The Johnny Cash Museum in Nashville, Tennessee, is similar to my own stockpile, except way, way better. I’ve got the information in my pocket, but they’ve got the real deal artifacts. It’s an anthology of Cash, his work, his family, and his passions. Easily the best part is how intimately the museum has been designed. Johnny Cash hand wrote a number of the placards on display, and the sum of his life feels remembered and palpable between letters, instruments, performance wear, and a look at the influence he sparked.

Where a lot of Johnny Cash’s allure comes from is the badass persona he presented onstage paired with his quiet nature, the compassion that poured out of his veins, and an overall gentleness that played a large part of his character. His life was difficult, to say the least. The child of poor, religious parents, Cash also lost his older brother when Cash was ten, and lived with the guilt imposed on him by his abusive father. Music was a saving grace for the family, speeding the days up as they tended to their cotton farm, and his work as a musician took hold while in the Air Force.

He was incredibly intelligent, moving up the ranks until eventually he became a crack Morse Code operator. There, he was the first American to hear of Soviet leader Joseph Stalin’s death (I know, isn’t that wild?!). And it was here that he penned his famous tune “Folsom Prison Blues.” Cash went on, of course, to become one of the greatest artists of all time. He was a singer, as well as an eloquent writer and poet.

I could go on writing pages about him, but I’ll leave it here (for now).

We began at the beginning, pausing over everyday items from him childhood, his first professional guitar, and letters written to siblings and his second wife, June Carter Cash.

How many people have the opportunity to write their own placards? The one below reads, “My first ‘professional’ guitar. 1955-1956. On loan from Marshall Grant, (then and now).”

A row of standing tablets and their accompanying headphones gives guests the option to listen to covers of Johnny Cash’s songs done by recent artists. Not to mention, getting to see costumes worn by Joaquin Phoenix and Reese Witherspoon in Walk the Line was WONDERFUL.

This has become one of my favorite photos: the Million Dollar Quartet. From their spontaneous converging at Sun Studios, a raw album was conceived after Sun owner Sam Phillips thought to turn the recorders on.

Some memorabilia from fan clubs and concerts fans out in a room playing a loop of some of Cash’s performances.

On one wall hangs all of his album covers, and on a couple of others, all of his records. He’s sold more than 90 million records globally—about the number of cake slices I hope to consume in my lifetime.

One of the best parts of the museum, to me, was the number of candid photo collages from album photo shoots and recording sessions. I loved watching the string of actions and emotions that tumbled into one another between Johnny and whoever he was with and the photographer. It felt fresh, innocent, like we were seeing him through his own lens.

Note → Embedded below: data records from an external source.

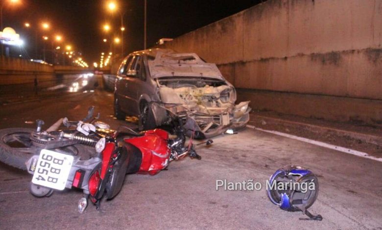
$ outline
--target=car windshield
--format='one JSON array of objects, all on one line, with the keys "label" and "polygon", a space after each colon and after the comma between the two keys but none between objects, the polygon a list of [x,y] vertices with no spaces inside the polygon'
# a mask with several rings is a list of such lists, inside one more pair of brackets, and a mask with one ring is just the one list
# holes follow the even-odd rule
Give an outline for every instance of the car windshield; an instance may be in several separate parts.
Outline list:
[{"label": "car windshield", "polygon": [[212,79],[203,77],[165,77],[158,80],[159,84],[172,89],[180,87],[193,87],[197,88],[211,86],[217,87],[220,86],[227,85],[224,81]]}]

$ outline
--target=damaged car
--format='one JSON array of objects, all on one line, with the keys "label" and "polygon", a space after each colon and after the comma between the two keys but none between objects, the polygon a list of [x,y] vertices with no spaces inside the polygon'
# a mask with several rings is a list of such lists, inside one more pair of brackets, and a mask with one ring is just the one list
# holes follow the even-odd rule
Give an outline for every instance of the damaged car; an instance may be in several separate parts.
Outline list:
[{"label": "damaged car", "polygon": [[236,105],[235,88],[216,65],[192,53],[151,49],[123,60],[115,86],[118,119],[137,116],[141,130],[169,124],[181,117],[187,135],[209,138],[245,126],[249,101]]}]

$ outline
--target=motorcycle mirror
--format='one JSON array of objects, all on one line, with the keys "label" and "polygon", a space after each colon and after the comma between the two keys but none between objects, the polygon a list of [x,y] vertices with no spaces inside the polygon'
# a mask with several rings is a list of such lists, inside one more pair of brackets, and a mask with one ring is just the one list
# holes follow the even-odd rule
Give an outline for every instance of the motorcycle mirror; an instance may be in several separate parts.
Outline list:
[{"label": "motorcycle mirror", "polygon": [[90,107],[89,110],[88,110],[88,115],[86,116],[86,117],[85,117],[82,120],[82,121],[86,121],[87,120],[92,118],[92,117],[93,116],[94,113],[94,106]]},{"label": "motorcycle mirror", "polygon": [[40,120],[40,119],[38,120],[36,120],[36,132],[37,133],[40,133],[41,132],[41,127],[42,127],[43,125],[45,124],[45,122],[43,120]]},{"label": "motorcycle mirror", "polygon": [[210,145],[213,143],[214,143],[214,141],[211,139],[209,139],[207,140],[207,142],[206,142],[206,145],[207,146]]}]

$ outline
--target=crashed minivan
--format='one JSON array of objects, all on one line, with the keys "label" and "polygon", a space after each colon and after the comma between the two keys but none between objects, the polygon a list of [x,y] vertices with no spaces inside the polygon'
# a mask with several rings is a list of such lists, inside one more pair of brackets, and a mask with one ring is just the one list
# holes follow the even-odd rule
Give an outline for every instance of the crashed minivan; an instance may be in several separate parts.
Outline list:
[{"label": "crashed minivan", "polygon": [[118,119],[138,116],[141,130],[184,121],[189,136],[204,138],[245,126],[249,101],[235,105],[235,88],[216,65],[192,53],[151,49],[134,52],[122,62],[116,79]]}]

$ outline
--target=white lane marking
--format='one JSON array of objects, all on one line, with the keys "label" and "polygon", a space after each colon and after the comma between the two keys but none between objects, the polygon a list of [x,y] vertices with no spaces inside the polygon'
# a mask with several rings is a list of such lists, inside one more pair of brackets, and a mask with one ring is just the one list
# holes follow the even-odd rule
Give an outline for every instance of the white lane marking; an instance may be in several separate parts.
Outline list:
[{"label": "white lane marking", "polygon": [[334,145],[334,144],[328,144],[323,142],[318,141],[317,140],[312,140],[308,139],[307,138],[301,138],[297,137],[294,135],[291,135],[290,134],[286,134],[284,133],[281,133],[281,132],[273,131],[271,130],[266,130],[264,129],[261,129],[260,128],[256,128],[255,126],[251,125],[247,125],[247,127],[251,129],[255,129],[260,131],[265,132],[266,133],[269,133],[276,135],[279,135],[286,138],[290,138],[291,139],[294,139],[295,140],[300,140],[301,141],[304,141],[307,143],[318,145],[319,146],[324,147],[328,148],[331,149],[334,149],[334,150],[339,151],[343,153],[348,153],[349,154],[352,154],[353,155],[358,156],[358,157],[363,157],[364,158],[367,158],[368,159],[374,160],[374,161],[378,161],[382,162],[382,158],[378,158],[372,156],[369,156],[369,154],[364,153],[363,152],[360,152],[357,150],[354,150],[354,149],[348,149],[347,148],[344,148],[343,147],[338,146]]},{"label": "white lane marking", "polygon": [[15,193],[21,193],[22,192],[27,192],[28,191],[18,191],[17,192],[1,192],[0,193],[0,195],[5,195],[5,194],[13,194]]}]

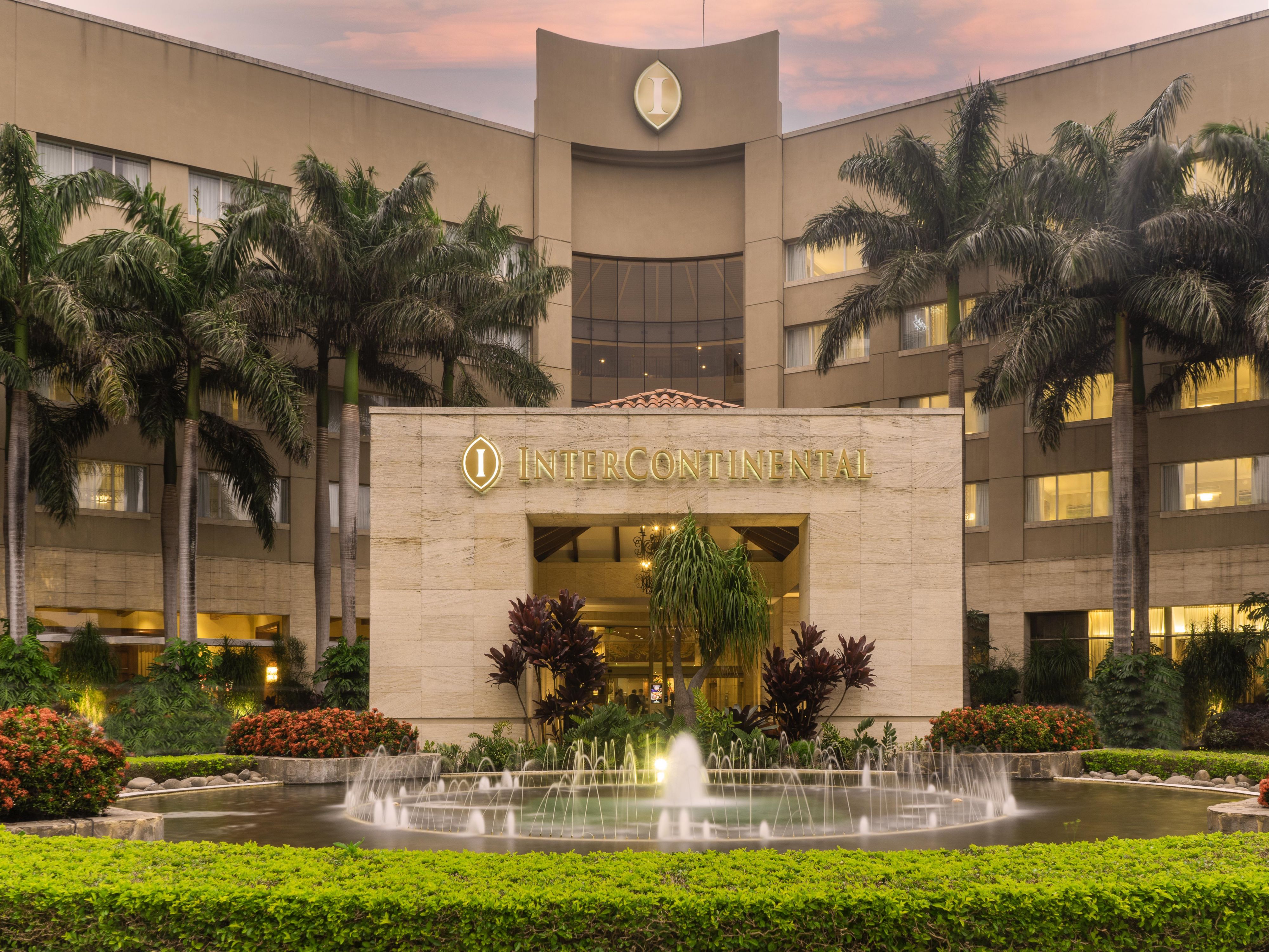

Robert Hillburn authored a biography called “Johnny Cash: The Life,” and in it he recounted a regret that Cash brought with him to the end of his life: the wish that he’d focused more seriously on his work. That he’d spent less time involved in alcohol and drugs and “foolishness” and worked harder. This has always stuck with me, primarily because he was so talented and it is so evident in all that he did produce. He wrote pretty much every one of his own songs, published novels, toured widely and frequently, and was at the forefront of the rockabilly, contemporary country, rock, and folk genres.

Beyond that, he was an advocate for prison reformation, civil rights, and human rights, all of which he included in his music. He raised five children and married the love of his life. Still, he was haunted by his demons; and the successes of his life, to him, didn’t measure up to the darkness that presided over.

The victory and the tragedy, rolled together and compiled into the intricacies that remains the Man in Black. Here, you see it all.

His last music video, “Hurt,” emanates those ideas, and a few items from that performance are on display. The mantle from his home in Hendersonville, destroyed by a fire in 2007, survived and stands here.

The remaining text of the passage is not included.